Created attachment 1029309 [details] Journal of boot containing failure Description of problem: Switching my DisplayPort attached monitor on (or off and then on again) while booted to multiuser target (no Xorg or Wayland) causes a kernel Oops, followed by soft-lockups which render the system unusable. Doing the same while at the full Graphical target causes gnome-shell to crash, but it is possible to recover the system by logging in again. Version-Release number of selected component (if applicable): 4.0.4-301.fc22.x86_64 How reproducible: Always Steps to Reproduce: Toggle monitor off and on again. Or switch monitor on after system has booted. Actual results: In text/console mode: Kernel Oops followed by lockup. In Grahpical mode: Gnome session crashes. Xorg keeps running at 100% CPU. Expected results: Monitor turns on and is detected by the system. Additional info: I have included the information for the kernel oops in this bug as it seemed to be the most critical issue, limited data is available as the oops leads to a lockup from which it is impossible to recover (even SysRq is unresponsive). The oops message (attached) is the last entry in the journal, and the location of the failure is as follows: >May 24 23:25:28 fedora-workstation.home kernel: BUG: unable to handle kernel NULL pointer dereference at 00000000000003b0 >May 24 23:25:28 fedora-workstation.home kernel: IP: [<ffffffffa0152055>] radeon_connector_edid+0x5/0x70 [radeon] Further investigation leads me to line 280 in radeon_connectors.c, in particular, in radeon_connector_edid(..) a dereference of radeon_connector with no NULL checking. GPU in use is a Radeon 6950, Kernel is the latest stable F22 release.

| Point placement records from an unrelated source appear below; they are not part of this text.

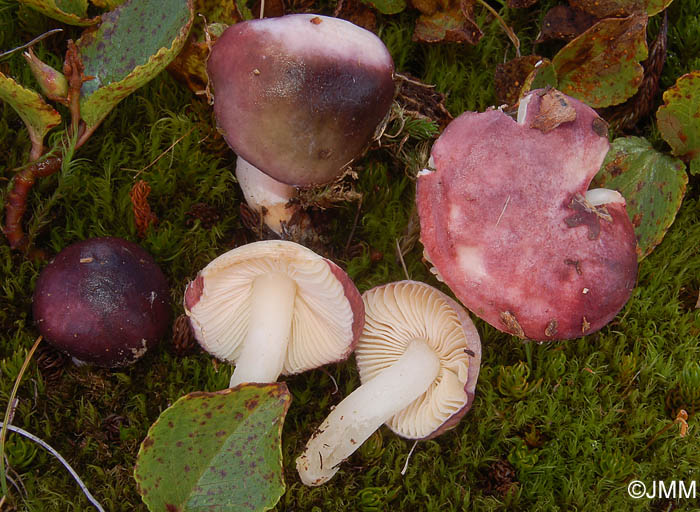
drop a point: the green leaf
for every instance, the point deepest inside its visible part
(216, 451)
(617, 8)
(71, 12)
(38, 116)
(448, 20)
(388, 6)
(652, 183)
(190, 64)
(132, 45)
(601, 67)
(678, 119)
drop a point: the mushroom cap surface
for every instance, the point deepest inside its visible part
(328, 310)
(103, 301)
(300, 96)
(396, 314)
(505, 220)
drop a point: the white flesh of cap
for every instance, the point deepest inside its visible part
(365, 410)
(237, 306)
(414, 368)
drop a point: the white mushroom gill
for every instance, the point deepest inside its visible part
(272, 307)
(418, 357)
(265, 345)
(365, 410)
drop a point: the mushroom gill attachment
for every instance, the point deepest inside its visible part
(418, 357)
(510, 225)
(103, 301)
(274, 307)
(300, 96)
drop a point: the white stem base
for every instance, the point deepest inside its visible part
(365, 410)
(261, 191)
(265, 346)
(600, 196)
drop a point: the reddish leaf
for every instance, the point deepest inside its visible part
(678, 119)
(601, 66)
(617, 8)
(625, 116)
(520, 4)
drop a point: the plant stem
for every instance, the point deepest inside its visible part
(5, 426)
(63, 461)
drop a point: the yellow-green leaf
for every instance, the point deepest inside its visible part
(38, 116)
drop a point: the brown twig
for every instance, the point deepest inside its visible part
(16, 203)
(143, 215)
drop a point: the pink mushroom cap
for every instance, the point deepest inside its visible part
(510, 226)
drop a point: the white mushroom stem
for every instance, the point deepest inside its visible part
(600, 196)
(365, 410)
(262, 192)
(265, 346)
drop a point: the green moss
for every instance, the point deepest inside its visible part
(574, 424)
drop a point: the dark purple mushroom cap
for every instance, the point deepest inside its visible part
(300, 96)
(103, 301)
(510, 226)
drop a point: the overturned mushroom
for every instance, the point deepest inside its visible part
(510, 225)
(274, 307)
(418, 357)
(298, 98)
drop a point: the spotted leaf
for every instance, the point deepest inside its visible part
(678, 119)
(601, 67)
(652, 183)
(216, 451)
(134, 43)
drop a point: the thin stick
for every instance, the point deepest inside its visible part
(405, 466)
(354, 225)
(13, 394)
(32, 42)
(63, 461)
(162, 154)
(403, 263)
(509, 31)
(504, 210)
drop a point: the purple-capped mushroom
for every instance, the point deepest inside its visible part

Created attachment 1029310 [details] LSPCI
I can't help you debug this, but as another piece of information, I see "radeon_audio_dpms" in the stack trace and since kernel 4.0 the radeon driver supports audio over DisplayPort. So there's a decent possibility that this is related.
I have confirmed that this isn't an issue in 3.19, and am currently bisecting forwards from 4.0.1 (working) to 4.0.4 (broken).
Bisect identifies the bad commit as 016a255b7835ee7e49a3eba3c14ba0bc0221a4f8 >016a255b7835ee7e49a3eba3c14ba0bc0221a4f8 is the first bad commit >commit 016a255b7835ee7e49a3eba3c14ba0bc0221a4f8 >Author: Alex Deucher <alexander.deucher> >Date: Tue Apr 7 09:52:42 2015 -0400 > > drm/radeon: only mark audio as connected if the monitor supports it (v3) > > commit 0f55db36d49d45b80eff0c0a2a498766016f458b upstream. > > Otherwise the driver may try and send audio which may confuse the > monitor. > > v2: set pin to NULL if no audio > v3: avoid crash with analog encoders > > Signed-off-by: Alex Deucher <alexander.deucher> > Signed-off-by: Greg Kroah-Hartman <gregkh>> > >:040000 040000 de0366a6790f5c91d175bcb89cb34956bbe72b26 >bbdb5734961f824558152c7c34a840c78bc3a9a9 M drivers I will attach the patch file in question.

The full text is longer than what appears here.